Mayor Euille, with his accounting background, keeps a close eye on the city budget. I worry when Silberberg repeatedly says things about the city budget that demonstrate a lack of understanding for how it works. I also worry that her budget rhetoric implies we should significantly reduce our city infrastructure plans to fix aging sewers, roads and forgo work to make school classrooms less crowded.

I generally like the idea of “new ideas” in politics, but not all ideas are good ones. Alexandria would be a very different place if Allison’s “no” votes won the day. We’d have less diversity, less successful small businesses, fewer parks, more crowded classrooms, less funding for basic infrastructure and would abandon our environmental work.

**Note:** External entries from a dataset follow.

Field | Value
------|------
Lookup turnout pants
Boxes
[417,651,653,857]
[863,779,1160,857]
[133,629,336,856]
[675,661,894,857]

Under Euille’s leadership Alexandria has survived economic downturns and won countless accolades as a great place to live, with low crime, wonderful arts, improving schools, increased parkland and more.

I won’t compromise my my values in this upcoming mayoral election. For any political party to stay healthy, its values have come first, not the organization. My values are not platitudes or empty promises. They are things I’ve worked on for my entire public career. There is only one candidate in this race that represents those values. I’m writing in Bill Euille for mayor.